Last week, the Federal Reserve released the first part of the annual banking stress test results, which examined the impact of a severe economic downturn on the largest U.S. banks. While it stood out as one of the strongest banks during last year's stress tests, State Street (NYSE:STT) again posted especially encouraging results. The results highlighted the strength and sustainability of State Street's institutional client-focused business.
How it fared last week
In addition to posting a higher actual Tier 1 common ratio in Q3 in 2012 compared to 2011, State Street posted an impressive minimum Tier 1 common ratio of 12.8% under the severely adverse scenario. During the previous year's tests, State Street's minimum Tier 1 common in the doom-and-gloom scenario was a staggering 15.1% without its proposed 33% dividend increase included. This year's test assumed that elevated dividend remained constant through the nine-quarter stress period, making the 12.8% ratio equally impressive. Regardless of some investors clamoring about the ease of the tests this year, it's hard to deny State Street's balance sheet strength and business prospects.
These strong results have driven investors to tune into the Comprehensive Capital Analysis and Review results, which will be released on Thursday afternoon. Within this release from the Fed, investors will know if the participating banks sought and received approval for any increases in dividends or share buyback programs. Investors will also get to see the impact of any new capital plans on stressed ratios.
Should State Street request another bump?
Last year, State Street asked and received approval for a 33% increase of quarterly dividend payments. Additionally, the Fed did not reject the company's proposal for a new common stock repurchase program authorizing the purchase of up to $1.8 billion of stock though Q1 2013. State Street ultimately repurchased 33.4 million shares of common stock in 2012 for roughly $1.44 billion, almost $1 billion more than it distributed in the form of common stock dividends. Given the substantial improvement of its balance sheet under a stressed scenario, State Street seems to have ample leverage in negotiating any additional actions to return more cash to shareholders.

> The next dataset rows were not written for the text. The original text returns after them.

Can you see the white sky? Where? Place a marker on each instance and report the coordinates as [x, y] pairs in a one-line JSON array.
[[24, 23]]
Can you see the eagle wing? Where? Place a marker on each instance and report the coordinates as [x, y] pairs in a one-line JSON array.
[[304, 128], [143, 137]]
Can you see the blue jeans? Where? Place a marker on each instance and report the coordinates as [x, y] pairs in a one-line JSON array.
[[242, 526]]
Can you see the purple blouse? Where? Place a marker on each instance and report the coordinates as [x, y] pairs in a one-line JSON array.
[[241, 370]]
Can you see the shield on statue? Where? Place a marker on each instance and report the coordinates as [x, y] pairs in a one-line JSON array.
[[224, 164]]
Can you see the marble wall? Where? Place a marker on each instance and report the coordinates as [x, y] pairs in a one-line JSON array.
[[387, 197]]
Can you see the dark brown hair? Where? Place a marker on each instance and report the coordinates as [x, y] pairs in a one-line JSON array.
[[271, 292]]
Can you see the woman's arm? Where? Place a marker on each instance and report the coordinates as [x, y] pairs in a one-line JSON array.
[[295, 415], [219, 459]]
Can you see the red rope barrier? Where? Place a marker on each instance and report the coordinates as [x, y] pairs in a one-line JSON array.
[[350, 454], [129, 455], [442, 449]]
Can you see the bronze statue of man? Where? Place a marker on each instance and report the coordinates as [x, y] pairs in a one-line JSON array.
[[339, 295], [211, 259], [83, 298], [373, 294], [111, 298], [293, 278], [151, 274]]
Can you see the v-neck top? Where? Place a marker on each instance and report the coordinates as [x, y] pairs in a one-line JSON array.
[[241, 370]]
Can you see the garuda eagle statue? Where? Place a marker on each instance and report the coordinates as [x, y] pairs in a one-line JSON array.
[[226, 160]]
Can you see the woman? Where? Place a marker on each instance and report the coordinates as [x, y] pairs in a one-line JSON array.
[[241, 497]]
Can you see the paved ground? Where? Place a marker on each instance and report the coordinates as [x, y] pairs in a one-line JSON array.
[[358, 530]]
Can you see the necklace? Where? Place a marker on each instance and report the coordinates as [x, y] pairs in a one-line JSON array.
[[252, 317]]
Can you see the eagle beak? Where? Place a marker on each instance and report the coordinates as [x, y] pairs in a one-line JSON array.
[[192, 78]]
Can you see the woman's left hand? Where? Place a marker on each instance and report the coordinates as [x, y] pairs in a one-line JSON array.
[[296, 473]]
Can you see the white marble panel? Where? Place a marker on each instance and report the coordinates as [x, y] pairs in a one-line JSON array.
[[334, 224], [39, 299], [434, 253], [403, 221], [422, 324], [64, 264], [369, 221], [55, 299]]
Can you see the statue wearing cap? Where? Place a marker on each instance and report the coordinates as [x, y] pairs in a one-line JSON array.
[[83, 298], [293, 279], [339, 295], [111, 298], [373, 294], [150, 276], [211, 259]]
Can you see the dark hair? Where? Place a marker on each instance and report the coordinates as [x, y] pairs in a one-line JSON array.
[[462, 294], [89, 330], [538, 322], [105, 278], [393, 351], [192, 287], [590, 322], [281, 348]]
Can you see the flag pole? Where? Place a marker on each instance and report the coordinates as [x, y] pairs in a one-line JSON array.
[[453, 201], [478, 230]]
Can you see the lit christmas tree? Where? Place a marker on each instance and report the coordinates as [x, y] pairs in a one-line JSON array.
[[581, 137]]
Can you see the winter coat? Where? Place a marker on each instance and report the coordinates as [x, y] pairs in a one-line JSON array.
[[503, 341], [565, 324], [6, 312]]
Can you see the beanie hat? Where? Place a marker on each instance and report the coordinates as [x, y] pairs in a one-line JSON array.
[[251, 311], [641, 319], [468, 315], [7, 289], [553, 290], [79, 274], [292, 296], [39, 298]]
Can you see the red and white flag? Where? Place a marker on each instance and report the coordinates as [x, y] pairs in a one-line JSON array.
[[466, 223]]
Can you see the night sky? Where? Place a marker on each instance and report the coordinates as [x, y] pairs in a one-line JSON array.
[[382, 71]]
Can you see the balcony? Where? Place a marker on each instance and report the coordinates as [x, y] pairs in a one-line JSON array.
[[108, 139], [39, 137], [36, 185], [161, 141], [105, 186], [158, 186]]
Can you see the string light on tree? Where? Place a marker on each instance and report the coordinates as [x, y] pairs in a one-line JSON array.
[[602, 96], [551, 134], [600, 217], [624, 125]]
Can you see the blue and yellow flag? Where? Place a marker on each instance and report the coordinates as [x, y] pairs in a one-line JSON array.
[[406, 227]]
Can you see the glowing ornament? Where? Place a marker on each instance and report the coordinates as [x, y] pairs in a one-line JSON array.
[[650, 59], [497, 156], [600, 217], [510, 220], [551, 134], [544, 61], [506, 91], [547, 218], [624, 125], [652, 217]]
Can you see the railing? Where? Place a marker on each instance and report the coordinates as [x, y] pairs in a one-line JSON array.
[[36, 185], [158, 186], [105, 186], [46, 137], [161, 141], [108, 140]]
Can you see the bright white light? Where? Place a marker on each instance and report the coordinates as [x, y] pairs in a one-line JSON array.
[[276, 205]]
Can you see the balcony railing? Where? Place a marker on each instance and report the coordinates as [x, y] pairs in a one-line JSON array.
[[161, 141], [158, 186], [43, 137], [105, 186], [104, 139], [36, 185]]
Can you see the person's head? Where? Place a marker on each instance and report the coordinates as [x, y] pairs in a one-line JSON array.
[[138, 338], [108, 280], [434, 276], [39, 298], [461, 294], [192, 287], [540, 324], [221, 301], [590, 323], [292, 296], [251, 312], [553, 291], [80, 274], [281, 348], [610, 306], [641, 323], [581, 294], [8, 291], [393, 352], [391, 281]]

State Street is strong enough to request a substantial increase in dividend, and I believe investors are anticipating a dividend increase and additional stock buyback capacity. The Fed has explicitly said that dividend payout ratios above 30% will receive "particularly close scrutiny." State Street's dividend payout ratio was around 22.5% in 2012, suggesting room for growth. If the Fed and the bank cannot agree on a substantial dividend increase, State Street will likely request an increase of share repurchases, which was its more significant capital action plan in 2012.